Что касается автоматизации за счет оркестратора, Cisco ACI «из коробки» интегрируется с Cisco UCS Director, VMware NSX – с VMware vCAC (vCloud Automation Center). Обе компании активно участвуют в проектах свободных оркестраторов и заявляют интеграцию с OpenStack.
Если вы планировали строить Cisco FabricPath, имеет смысл посмотреть в сторону ACI, скорее всего, получится и дешевле, и функциональнее (правда, будьте готовы описать все сетевые взаимодействия в ЦОДе).
Что касается DCI, NSX позволяет объединять в единую виртуальную сеть несколько площадок в рамках города или соседних городов, на больших расстояниях нужны специализированные технологии уменьшения задержек для приложений.
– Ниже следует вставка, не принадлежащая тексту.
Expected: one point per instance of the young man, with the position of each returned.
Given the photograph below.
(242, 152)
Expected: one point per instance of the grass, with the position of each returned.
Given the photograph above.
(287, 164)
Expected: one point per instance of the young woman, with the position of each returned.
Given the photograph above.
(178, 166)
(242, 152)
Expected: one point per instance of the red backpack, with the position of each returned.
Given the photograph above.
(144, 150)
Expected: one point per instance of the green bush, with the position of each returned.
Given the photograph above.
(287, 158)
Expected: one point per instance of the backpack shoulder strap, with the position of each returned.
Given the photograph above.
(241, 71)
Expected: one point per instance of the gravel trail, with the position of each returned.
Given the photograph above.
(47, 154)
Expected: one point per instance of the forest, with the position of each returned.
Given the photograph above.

Отметим, что связь удаленных площадок через NSX предпочтительнее, чем без него, даже если VXLAN не требуется. NSX имеет встроенные механизмы уменьшения BUM трафика, ARP запросов и т.д. ACI-фабрику же можно разнести на несколько помещений в рамках одного здания, между которыми будет множество 40 Гб каналов. У Cisco есть очень хорошая технология обеспечения связности удаленных площадок – OTV. Но устройства, которые поддерживают ACI, не поддерживают OTV, и наоборот. В настоящее время есть рекомендованный дизайн связи нескольких фабрик ACI с помощью OTV (он не будет частью ACI), в дальнейшем планируется управление OTV-каналом с помощью ACI контроллера APIC.
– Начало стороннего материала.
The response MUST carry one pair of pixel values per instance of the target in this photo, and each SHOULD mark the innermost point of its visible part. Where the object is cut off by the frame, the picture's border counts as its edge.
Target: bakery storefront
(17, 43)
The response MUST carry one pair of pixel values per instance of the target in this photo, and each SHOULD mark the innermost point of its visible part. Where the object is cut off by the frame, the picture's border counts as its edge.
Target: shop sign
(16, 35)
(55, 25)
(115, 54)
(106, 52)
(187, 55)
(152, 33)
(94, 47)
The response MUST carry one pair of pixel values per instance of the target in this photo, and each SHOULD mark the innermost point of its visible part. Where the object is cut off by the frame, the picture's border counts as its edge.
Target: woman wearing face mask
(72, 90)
В заключение стоит сказать, что финансовые аналитики из Goldman Sachs в отчете для инвесторов провели наглядную аналогию между подходами ACI и NSX – iPhone vs Android. ACI, как и iPhone, имеет вертикальную интеграцию, собственные микросхемы, аппаратную и программную часть. Как и Apple, Cisco сохраняет полный контроль над своей экосистемой. VMware NSX, как Android, работает на разных аппаратных платформах, может использоваться разными способами, например, в качестве межсетевого экрана или для DCI. Производитель не заставляет пользователя следовать жестко заданной архитектуре. Аналитики считают, что в этом противостоянии победителя не будет – обе компании, решающие одну задачу разными способами, займут свою часть рынка.